European stocks closed higher in thin trading on Monday, with investors favouring defensive sectors as the United States and China imposed more tariffs, while a slide in the pound helped Britain's FTSE 100 outperform.
The pan-European STOXX 600 closed up 0.3%, starting September on a positive note after global trade disputes and recession worries drove the benchmark down 1.6% in August.
After a tumultuous month, equity investors largely shrugged off the latest escalation in the trade spat as Washington began imposing 15% tariffs on a variety of Chinese goods on Sunday and Beijing reciprocated with new duties on US crude oil.
London shares jumped 1%, outpacing their European peers, as the internationally focused stocks got a boost from a slump in sterling on fresh Brexit worries.

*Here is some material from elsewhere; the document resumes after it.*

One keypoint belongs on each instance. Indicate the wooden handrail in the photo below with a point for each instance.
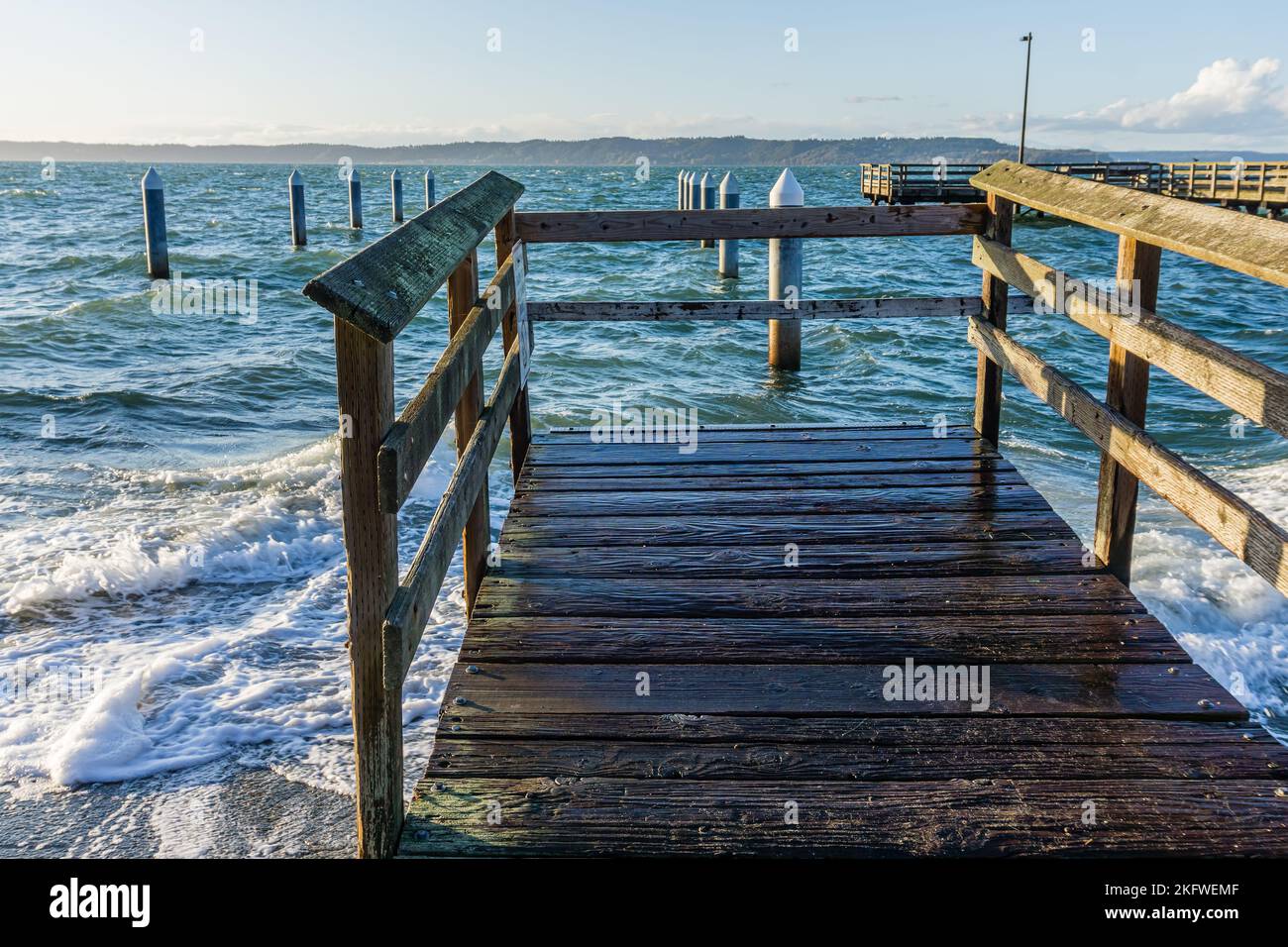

On the main STOXX index, defensive sectors such as food and beverage, healthcare and utilities - which tend to be favoured during times of economic uncertainty - led the gainers.
In the latest evidence of trade war taking a toll on global growth, a series of business surveys from China to Europe showed factory activity was largely in decline in August.
An ongoing decline in export-reliant Germany meant factory activity in the euro zone contracted for a seventh month in August, bolstering expectations the European Central Bank will ease monetary policy next week.
"The data hasn't changed views much. You're left with the fact that a lot of negatives about the trade war has been discounted in the recent days," Rabobank's Philip Marey said.
"There are some hopes that will be talks between the two parties and the US holiday is having an impact as well. Investors are waiting for a direction from US markets."
US President Donald Trump said both sides will still meet for talks later this month.
Trade reliant sectors like technology stocks and autos lagged, and commodity-linked stocks turned to losses after initially leading gains in the region on a surge in iron ore prices.
Trade-sensitive German shares ended slightly higher, led by gains in exchange operator Deutsche Boerse, while a price target hike by Goldman Sachs on
renewable energy company RWE drove its shares up 3.7%.
Easing political worries helped Italy's FTSE MIB gain 0.6% after Prime Minister Giuseppe Conte said on Sunday he expected to settle talks over a new government by Wednesday, as the 5-Star Movement and Democratic Party (PD) worked out cabinet posts and a common agenda.
In corporate news, German real estate firm Aroundtown SA turned 3.2% lower after initially hitting a record high. Rival TLG Immobilien said it was evaluating a potential merger with Aroundtown buying a nearly 10% stake in the company for about 1.02 billion euros. TLG's shares also fell 3.5%.
British pharma company AstraZeneca Plc jumped 2.9% to an all-time high on positive late-stage study results and a target price hike by Deutsche Bank.